Using ESP Thread Border Router in HA as main preferred network

This is not that hard and complicated, but I guess it’s a bit of uncanny valley of being relatively unexperienced while having relatively specific hardware.

I wanted to use ESP Thread Border Router as the “main” preferred network Thread Router network, using ethernet so the thread network is resilient on HA or Wifi failures. I also didn’t want any vendor-specific device like Apple’s or Google’s.

So the way how to do it:

  1. get the ESP Thread Border Router, potentially with Ethernet shield (optional, I think it’s worth it though)
  2. go to Releases · espressif/esp-thread-br · GitHub and get the latest release. It’s a little bit involved, you do have to compile stuff and so on, but you don’t really need to understand any of it and just follow the linked documentation from the release page. In short you need to build esp.idf and use the thread border router example from a second repo (it’s called examples, but it’s actually what you wanna use). This docs also helped a bit. The USB-C port to use is the one labeled “USB2” (but seems that both work?). It takes quite some time to clone and build everything (and is a bit confusing that you build stuff for esp32 h2 first, but do not flash it, it gets flashed afterwards when you are flashing the main part: ESP32-C3.) You don’t need to really setup thread details via that menuconfig, that can be done later (if I understand correctly). This guide shows that the last command is idf.py -p flash monitor which is nonsense, you need a parameter afterwards. On my mac, the last command was idf.py -p /dev/cu.usbmodem2101 flash monitor. However, you can drop that monitor in case you just want to flash the thing, this can be later brought in via idf.py -p /dev/cu.usbmodem2101 monitor. It will spit out logs and gets you into a console, chances are high that you don’t need this for anything. To quit this console press CTRL+], a bit of a gotcha. Note that to changing wifi name and creds you need idf.py -p /dev/cu.usbmodem2101 erase-flash flash monitor.
  3. Once you connect it to the network, you should be able to get it up and running. I really just followed the guide above - the ethernet version, connected it to my router via ethernet cable and then I was able to access it under the mDNS http://esp-ot-br.local/index.html (note the index.html, it’s mandatory) or also via local IP like 192.168.0.33/index.html.
  4. In that web gui there is a settings that you can “Form” a new network on http://esp-ot-br.local/index.html#Form. You should change the default settings. I generated new PAN ID and Extended ID using echo "PANID: 0x$(printf '%04X' $((1 + RANDOM % 65534)))" && echo "Extended PANID: $(od -An -N8 -tx1 /dev/urandom | tr -d ' ' | tr '[:lower:]' '[:upper:]')", changed the channel from default 15 to 25 so it can sit next to existing zigbee on 26 with as little overlap with wifi, used a different Passphrase/Commissioner Credential (just any string) and also generated random 32 long hex string (there are online generators) to use as a Network Key.
  5. That should be enough, once you click on Form Network, it should create it. Note that if you refresh the page, it will be gone, the web gui is abyssmal, i.e. it doesn’t work for me, showing “unknown” name etc… So don’t get surprised it doesn’t “save”.
  6. Then in HA enable Open Thread Border Router and in the configuration put in the IP address of your newly created device from the above, like http://192.168.0.33. Then add a Thread integration. Your border router should show up there as “Other Networks”. Click on three dots and let it be “Make a preferred network”. That should be it, this should now be the main network. AFAIK you don’t need an android or apple device or companion app, this should be enough. Do not try to use the border router to add it into a HA created thread network - that would wipe the settings from the Open Router.

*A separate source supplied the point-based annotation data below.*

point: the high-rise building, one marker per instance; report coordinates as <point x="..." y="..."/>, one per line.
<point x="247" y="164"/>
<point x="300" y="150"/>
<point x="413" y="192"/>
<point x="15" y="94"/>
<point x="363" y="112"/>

If you sucedeed, you should see something like this:

3 Likes

Hey! What is your way of running HA?
I am running from a container (podman compose), and also own an ESP Thread Border Router. My Thread client device (running ESPHome) gets an IPv6 address, which I can ping from my machine, as well as the border router itself, so I presume the firmware side of configuration is correct. I am also able to add the OTBR and Thread integrations, and I can see my Thread network with all the details, much like your screenshot. The weird part, HA says I have no border router on the thread network, despite the fact that my BR says on it’s interface it’s the leader of the thread network. HA shows a reset button, all it does is changes the thread network hosted by the border router, but still shows up as “no border router”. Do you have any idea what my issue could be?
Also FYI, clicking on the blue “status” in thread network status section of the page, after a few seconds it fetches the details and you’re able to see the values.

Hmm. Not sure. Have you added Open Thread Border Router integration as well? :thinking: So you don’t see the router in the Thread view at all? Post a screenshot of this screen:

Also FYI, clicking on the blue “status” in thread network status section of the page, after a few seconds it fetches the details and you’re able to see the values.

Yeah, I wrote some findings here btw. Failing to connect ESP-H2 via Thread - #4 by kotrfa

Thanks for getting back! Yes, I have added the OpenThread Border Router integration, pointed at the mDNS local domain address of the router. It shows up only this far


I stil have the logs running from the border router connected to my PC, thread-rf-bridge is my would-be client thread device on a separate H2, the IP address resolves just fine.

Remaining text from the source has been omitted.